Since 1965 African Americans and other minorities have helped to elect some of the most inspiring proponents of true democracy - black, white, or whatever race - to federal and state offices. Most of these representatives have supported the movement to abolish nuclear weapons since day one. Indeed, a look at the Congressional Black Caucus of 2005 reveals a group of women and men whose stance on nuclear issues and wider issues of war and democracy could hardly be better. Their annual Alternative Budget emphasizes education, healthcare, economic development, reducing inequality, helping the poor and disadvantaged to achieve their goals, cutting taxes for small businesses and families, and re-imagines American foreign policy in ways that promote peace and cooperation, not further militarism and nuclear belligerence.

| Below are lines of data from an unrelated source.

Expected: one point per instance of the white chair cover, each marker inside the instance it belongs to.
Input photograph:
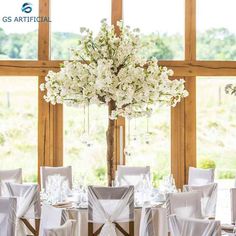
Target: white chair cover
(233, 205)
(209, 198)
(28, 200)
(127, 175)
(51, 218)
(108, 205)
(68, 229)
(13, 176)
(193, 227)
(7, 216)
(198, 176)
(186, 204)
(46, 171)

A perfect example of this leadership was exhibited on the eve of the U.S. invasion of Iraq. Speaking before the House of Representatives on March 18, 2003, Rep. Barbara Lee dissented from the White House and Republican leadership on all fronts stating that: “money spent on war to destroy lives could instead be used to save lives by financing the alleviation of the impending famines in Southern Africa, or to provide clean drinking water to enhance the health of hundreds of thousands of poor, defenseless men, women and children throughout that continent… these resources could also be productively directed toward providing treatment and prevention services for those afflicted by the HIV/AIDS holocaust in Africa, the United States and other countries around the world, not to forget the blight and ravages of economic depression in Appalachia and the inner cities of America.”

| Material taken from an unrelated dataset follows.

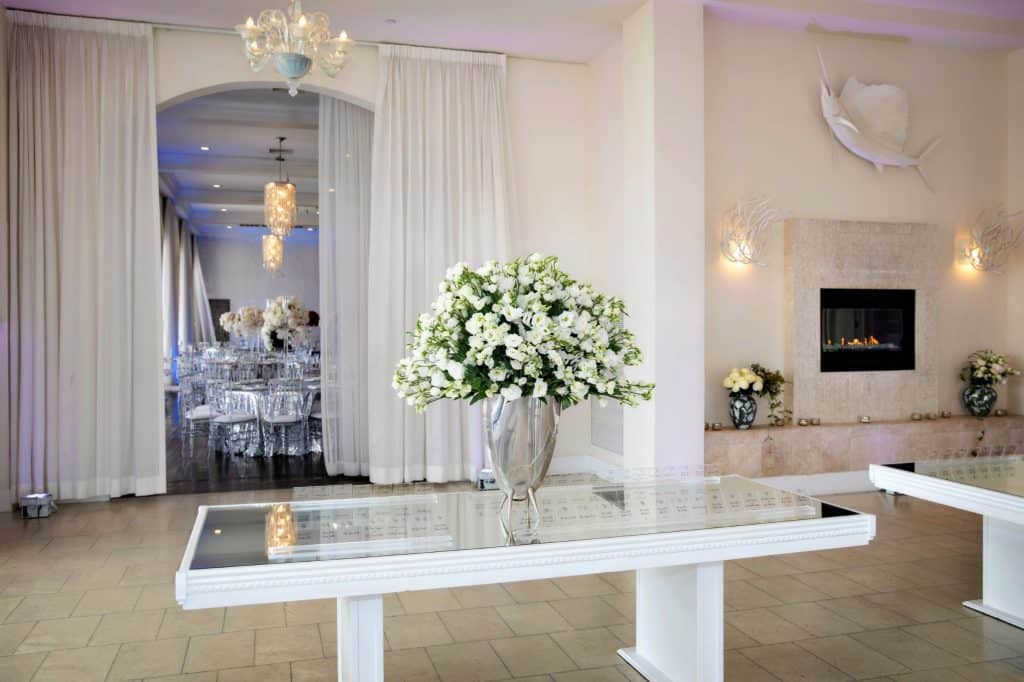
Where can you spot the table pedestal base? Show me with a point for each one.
(680, 615)
(1003, 597)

The atomic bombings of Hiroshima and Nagasaki, and the passage of the Voting Rights Act 20 years later are both watershed events in modern history. Both are also part of the present crisis of democracy and war. August 6th will be the anniversary of both events. They are linked by more than merely a date. They are twisted and tied together, they are pieces of unfinished business that must be pursued simultaneously if a political coalition offering an alternative vision to that of the far right is to emerge. The interests of those who have been denied their civil rights in America are the same as those of the fractured and isolated democratic majority. We want peace, justice, and prosperity. And yet we get terror, militarism, and social insecurity. Those who have been denied their civil right because of racism, or more structural inequalities, are part of the natural constituency of a democratic coalition that will be capable of defeating the agenda of the corporate-conservative right. A peaceful answer to the events of August 6th, 1945, entails a passionate will to pick up and carry on the work that led to the victory of August 6th, 1965.